Di saat seperti ini, Saya jadi teringat wajah ramah kakak-kakak PMI Banda
Aceh di unit tranfusi darah. Keramahan merekalah yang membuat saya yakin dengan
keputusan menjadi pendonor rutin setiap 3 bulan sekali. Saya sangat salut
dengan usaha mereka dalam misi kemanusiaan. Tak terhitung berapa nyawa telah
terselamatkan dengan jasa mereka.
“BISMILLAHIRRAHMAANIRRAHIIM... Bergabunglah bersama kami dalam berbuat kebaikan. Barang siapa menyelamatkan satu jiwa manusia seakan-akan telah menyelamatkan semua manusia. Sadaqallahul 'adhim.” Corong itu terus berteriak-teriak penuh semangat bak pendemo menolak kenaikan harga mahar yang terus tinggi di Provinsi Aceh”

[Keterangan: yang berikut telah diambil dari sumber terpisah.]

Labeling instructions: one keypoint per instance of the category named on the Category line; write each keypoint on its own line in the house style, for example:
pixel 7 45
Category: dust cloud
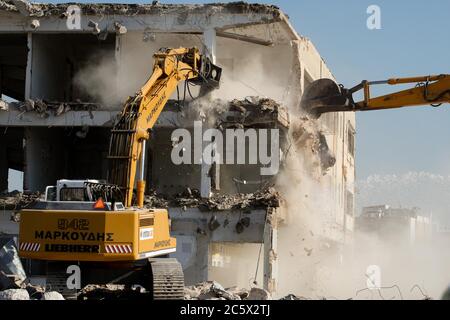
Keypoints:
pixel 315 260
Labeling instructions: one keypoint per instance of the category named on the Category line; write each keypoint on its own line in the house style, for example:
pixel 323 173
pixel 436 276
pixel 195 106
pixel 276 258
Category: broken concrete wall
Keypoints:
pixel 57 60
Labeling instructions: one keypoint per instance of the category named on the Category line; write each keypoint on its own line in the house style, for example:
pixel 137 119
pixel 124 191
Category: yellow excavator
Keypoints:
pixel 103 227
pixel 325 95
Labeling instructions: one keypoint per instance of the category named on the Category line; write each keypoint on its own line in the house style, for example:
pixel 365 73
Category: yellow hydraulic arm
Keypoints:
pixel 325 95
pixel 129 135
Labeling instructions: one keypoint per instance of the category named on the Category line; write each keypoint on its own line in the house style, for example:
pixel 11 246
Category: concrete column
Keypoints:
pixel 3 166
pixel 205 183
pixel 29 64
pixel 270 251
pixel 209 42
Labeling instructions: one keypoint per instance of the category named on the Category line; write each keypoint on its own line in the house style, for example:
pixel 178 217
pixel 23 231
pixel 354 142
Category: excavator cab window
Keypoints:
pixel 73 194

Seruan kalimat itu mulai terdengar melemah saat kaki kami melangkah menjauhi mobil unit tranfusi darah, walau begitu gema semangatnya tak pernah padam.
“Lhee buleun teuk lon akan balek keunoe...” Tiga bulan lagi insya Allah saya akan kemari lagi, jumpa kakak shalehah dengan kemampuan senyuman yang menggoncangkan darah.
“Droekeuh donor cit sigoe goe mangat pijuet bacut...haha,” ujarku kepada Ahmad Yani.